Dünyada korumacılık ve izolasyon yanlısı politikalar ivme kazanıyor. Çok taraflılık birçok zorlukla karşı karşıya. Özellikle de COVID-19 salgını esnasında, Birleşmiş Milletler ve Dünya Sağlık Örgütü gibi uluslararası çok taraflı kuruluşların yetki ve rolleri daha fazla sınamayla yüz yüze geldi.
BM gibi uluslararası kuruluşların, ülkeler arasındaki ilişkilerin ele alınması için bir merkez hâline gelmesi suretiyle terörizm ve salgınla daha etkili şekilde mücadele edilebileceğini söyleyen Perry, krizlerin yaygınlaştığı ve çok taraflılığın sorgulandığı bir dönemde Çin'in BM’ye verdiği güçlü desteğin çok önemli olduğunun altını çizdi.
Dünya, bu yıl daha önce benzeri görülmemiş bir salgınla karşı karşıya kaldı. Çin'i uzun yıllardır izleyen Perry, Çin'in salgın karşısında verdiği hızlı yanıtın, aldığı etkili tedbirlerin kendisinde hayranlık uyandırdığını kaydetti. Çin'in salgınla mücadele konusundaki deneyim ve uygulamalarının salgına karşı küresel mücadele için de etkili yöntemler yarattığına işaret eden Perry, İngiltere dâhil olmak üzere uluslararası toplumun tevazu içinde Çin'in tecrübelerinden faydalanması, salgınla mücadele alanında Çin’le işbirliğini güçlendirmesi gerektiğini dile getirdi.
Perry, "48 Group Club" Başkanı olarak Çin'i sık sık ziyaret ediyor.

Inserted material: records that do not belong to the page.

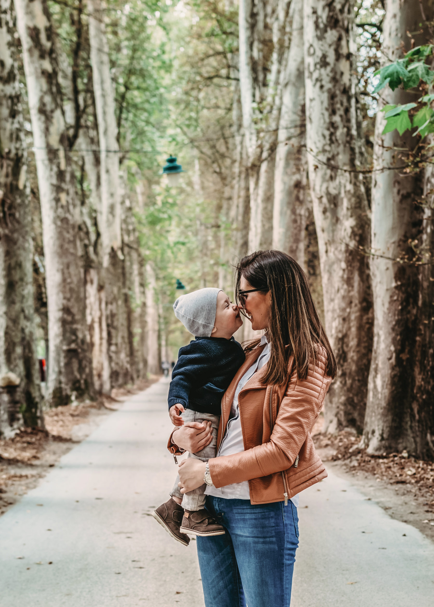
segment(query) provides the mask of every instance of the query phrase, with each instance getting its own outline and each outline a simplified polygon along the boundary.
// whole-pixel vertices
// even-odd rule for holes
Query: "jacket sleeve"
[[[179,353],[169,386],[169,409],[176,402],[187,409],[192,386],[206,384],[213,366],[212,359],[201,342],[191,342],[181,348]]]
[[[329,383],[325,382],[325,358],[319,356],[315,366],[309,367],[306,379],[299,379],[296,371],[292,374],[269,442],[209,460],[215,487],[266,476],[291,467],[322,406]]]

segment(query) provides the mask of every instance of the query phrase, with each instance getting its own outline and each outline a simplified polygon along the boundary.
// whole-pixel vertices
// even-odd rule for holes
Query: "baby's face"
[[[219,291],[217,296],[217,310],[214,328],[211,334],[213,337],[226,337],[229,339],[237,329],[243,324],[239,310],[235,304],[231,304],[225,293]]]

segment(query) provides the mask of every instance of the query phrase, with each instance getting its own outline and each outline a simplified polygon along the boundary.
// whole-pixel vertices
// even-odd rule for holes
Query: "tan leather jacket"
[[[264,347],[258,346],[246,356],[223,396],[218,450],[238,383]],[[327,472],[310,435],[331,382],[325,375],[326,362],[325,353],[319,350],[316,365],[309,366],[306,379],[298,378],[292,369],[291,356],[287,382],[263,385],[261,378],[266,365],[249,380],[238,395],[245,450],[209,460],[215,486],[249,481],[252,504],[283,500],[286,503],[288,498],[326,478]],[[174,455],[179,453],[170,439],[168,447]]]

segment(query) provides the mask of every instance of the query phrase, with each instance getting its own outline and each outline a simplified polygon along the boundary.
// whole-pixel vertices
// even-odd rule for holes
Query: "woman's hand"
[[[176,430],[172,443],[191,453],[201,451],[209,445],[213,438],[210,421],[190,421]]]
[[[179,464],[179,482],[178,487],[182,493],[188,493],[201,487],[205,483],[205,468],[206,464],[200,459],[188,458],[184,459]]]

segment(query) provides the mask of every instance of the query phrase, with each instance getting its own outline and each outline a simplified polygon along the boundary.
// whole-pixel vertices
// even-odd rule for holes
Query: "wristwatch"
[[[204,476],[204,480],[207,483],[208,487],[213,487],[213,481],[211,480],[211,475],[210,474],[210,467],[208,465],[208,462],[205,466],[205,476]]]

Çin Medya Grubu’na yaptığı açıklamada, reform ve dışa açılma politikasının uygulanmasından bu yana Çin'in kalkınma alanında elde ettiği muazzam başarıları şaşkınlıkla izlediğini dile getiren Perry, sözlerini şöyle sürdürdü:
"Çin'e ilk kez 1972'de gittim. Uçak, Beijing Havalimanı’na indiğinde annemin bana şunları söylediğini hatırlıyorum: Bak Stephen, mahsuller pistin kenarına kadar uzanıyor, çünkü Çinliler gıda sorununu çözmek zorunda. Bir karış toprağı bile israf edemezler. O zamandan beri Çin'i 200'den fazla kez ziyaret ettim ve her seferinde şaşırdım. Çin, hedonist bir toplum yaratmak değil, istikrarlı bir toplum yaratmak için çabalıyor; tüm ülkeler ve halklar arasındaki güvenlik ve istikrarı sağlamak için çabalıyor. Tüm bunlar, Çin'i dünyada öncü bir konuma getirecek."